In the previous entry, I compared the expected goals / Luck metrics between the last two completed MLS seasons. Now that the Premier League season has come to a close, we can do the same thing to see if any new patterns jump out at us.

2023-2024 Premier League final results

A quick overview of what we see above would go something like this… Manchester City finished at the top of the league in points, followed by Arsenal. The teams are sorted by final point tally from left to right on the chart. The three teams to get relegated are on the far right (Luton Town, Burnley, and Sheffield United). Things I see:

  1. Man City and Man U always have the highest salaries. Lately Man U has been inconsistent in play and has been finishing out of the top four. Their expected goals for/against ratio is a bit lower then their direct neighbors in points (Chelsea and Newcastle). We don’t know exactly why, but it reflects their overall efficiency at taking and preventing good shots. For some reason, Chelsea and Newcastle were a bit more efficient at ensuring that they got more good shots than their competitors in matches. Interestingly, we see West Ham sitting at about 1/2 Man U’s salary but with nearly the same xG ratio. But West Ham finished 8 points lower than Man U. Perhaps there are ways that expensive players help other than in the xG ratio. I might imagine that expensive, ostensibly better players may be slightly more likely to score when taking a good shot or to prevent an opponents good shot from going into the net.
  2. Salary in the Premier League seems to always be more important than in MLS. The top salaries are always in the top 1/2 of the league in points in the Premier League, but this is not as strongly observed in MLS.
  3. Luck. Sometimes there’s an interesting disparity between luck at home and luck on the road (the yellow and green lines respectively).

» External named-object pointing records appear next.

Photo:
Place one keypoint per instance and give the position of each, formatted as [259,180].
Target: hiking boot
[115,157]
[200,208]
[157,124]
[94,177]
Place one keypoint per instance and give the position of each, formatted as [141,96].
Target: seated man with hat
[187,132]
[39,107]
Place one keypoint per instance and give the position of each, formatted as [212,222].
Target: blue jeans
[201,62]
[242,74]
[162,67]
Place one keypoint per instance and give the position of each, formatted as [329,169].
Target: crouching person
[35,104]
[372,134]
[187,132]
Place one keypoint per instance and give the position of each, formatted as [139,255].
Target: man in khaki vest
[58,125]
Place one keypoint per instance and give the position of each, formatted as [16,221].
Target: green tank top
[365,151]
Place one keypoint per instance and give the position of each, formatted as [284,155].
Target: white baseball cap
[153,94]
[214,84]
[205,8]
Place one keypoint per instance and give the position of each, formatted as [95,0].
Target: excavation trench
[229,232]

Near the top of the rankings, we see that Liverpool’s home luck is below zero (meaning that they score less goals on average than their expected goals would predict) but their away luck is above zero. I did a quick google on Liverpool and “home luck” and found this. So others have noticed this, but I don’t see that they have observed that most of Liverpool’s luck has been in away venues. On the bad side of the rankings, though, we see large differences open up between home and away luck. All three relegated teams really struggled on the road to score up to their expected goals (i.e., good shots weren’t going in). Clearly this is an important measurement for identifying that your team is in big trouble. Conversely, though, if your team finishes positive on both home and away luck, it seems that this can offset a big salary differential (see Arsenal, Aston Villa, Tottenham, and Newcastle, all in the top half of the league in points).

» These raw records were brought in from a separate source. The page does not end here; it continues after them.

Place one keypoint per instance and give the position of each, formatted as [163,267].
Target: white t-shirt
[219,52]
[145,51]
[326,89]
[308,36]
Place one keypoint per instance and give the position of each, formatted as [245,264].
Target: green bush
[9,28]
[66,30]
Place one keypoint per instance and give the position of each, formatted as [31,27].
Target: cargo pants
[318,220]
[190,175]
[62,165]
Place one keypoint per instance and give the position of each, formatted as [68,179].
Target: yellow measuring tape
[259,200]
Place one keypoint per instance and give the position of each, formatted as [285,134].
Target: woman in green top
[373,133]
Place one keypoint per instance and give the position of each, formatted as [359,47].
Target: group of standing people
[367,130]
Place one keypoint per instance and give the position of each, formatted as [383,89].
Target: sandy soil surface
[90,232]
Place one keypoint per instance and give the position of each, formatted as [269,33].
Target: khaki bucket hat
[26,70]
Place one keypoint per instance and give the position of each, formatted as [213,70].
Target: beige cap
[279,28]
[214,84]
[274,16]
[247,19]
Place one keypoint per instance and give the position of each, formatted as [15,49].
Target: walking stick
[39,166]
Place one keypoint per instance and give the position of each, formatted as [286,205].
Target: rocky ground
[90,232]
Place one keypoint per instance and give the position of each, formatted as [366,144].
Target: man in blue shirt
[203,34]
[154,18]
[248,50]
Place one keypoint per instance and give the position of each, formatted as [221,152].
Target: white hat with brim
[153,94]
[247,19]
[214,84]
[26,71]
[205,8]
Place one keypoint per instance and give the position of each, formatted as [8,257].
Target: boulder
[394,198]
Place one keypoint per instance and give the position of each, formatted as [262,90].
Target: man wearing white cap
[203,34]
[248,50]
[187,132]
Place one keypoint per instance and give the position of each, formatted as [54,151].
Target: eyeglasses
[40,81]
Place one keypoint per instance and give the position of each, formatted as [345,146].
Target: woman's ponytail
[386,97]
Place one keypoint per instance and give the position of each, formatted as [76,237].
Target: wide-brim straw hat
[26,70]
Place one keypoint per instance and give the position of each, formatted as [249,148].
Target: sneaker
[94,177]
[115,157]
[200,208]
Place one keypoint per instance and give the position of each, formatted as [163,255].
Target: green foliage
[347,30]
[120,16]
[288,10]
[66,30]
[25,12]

2022-2023 Results for Comparison

2022-2023 Premier League final Results

Stuff to discuss:

  1. Chelsea was a strange outlier during this season regarding salary and final point tally. Their xG ratio is below 1 and both their home and away luck are negative. Efficiency seems to have been an issue. Compare to Fulham who finished 8 points ahead of them with somewhere around 1/4 of the salary. Fulham had lower xG than Chelsea this season but had great luck both home and away. Note that Chelsea finished higher in 2023-24 and Fulham finished much lower as their luck regressed back to the mean.
  2. There’s also a big delta between Nottingham Forest’s home and away luck during this season. They finished just ahead of relegation, but maybe they did so just by the skin of their teeth due to their abysmal away luck (lowest in the league). Note that in 2023-24, Nottingham again skated just ahead of relegation, but both their home and away luck were just below zero. Speaks perhaps to inconsistency in scoring off of good chances, probably a predictor of a future relegation.
  3. We again see a number of teams in the top half where positive away and home luck offsets a salary gap. Note Arsenal, Aston Villa, Brentford, and Fulham all in the top half.

LINKS to Other Soccer Analytics Entries

  1. Soccer Analytics Series Intro
  2. MLS and Premier League Comparison
  3. Home and Away Luck Metric
  4. Does Counterpressing Work? Evidence.
  5. Evaluation of Outcomes using the Luck Metric
  6. More Analysis using the Luck Metric
  7. Soccer Analytics in Practice – Youth Soccer Example
  8. xG and Luck update on recent MLS season
  9. xG and Luck update on recent Premier League season

Update: MLS Latest xG ratio and Luck stats

I haven’t updated the charts in previous entries for the end of the 2023 MLS Season and the 2023-24 Premier League season. I re-ran my stats and here goes, MLS first.

2023 Final MLS season Stats – xG and Luck

Now to make a better comparison, here’s the results for the end of the 2022 season.

2022 Final MLS season Stats – xG and Luck

I like these metrics (xG ratio and Home/Away Luck) because they paint a pretty good picture of an awful lot that happens in a soccer match. As a reminder, xG stands for “expected goals” and the ratio is xG for the team being measured divided by xG of their opponent during the match. Expected Goals are calculated statistically based off of where a shot on goal is taken. Closer and more centered shots have a much higher likelihood of scoring, and therefore count as 0.5 or higher expected goals. The ratio, therefore, gives a pretty good idea of whether a team was getting in position to take good shots and whether they were limiting their opponents to less good shots.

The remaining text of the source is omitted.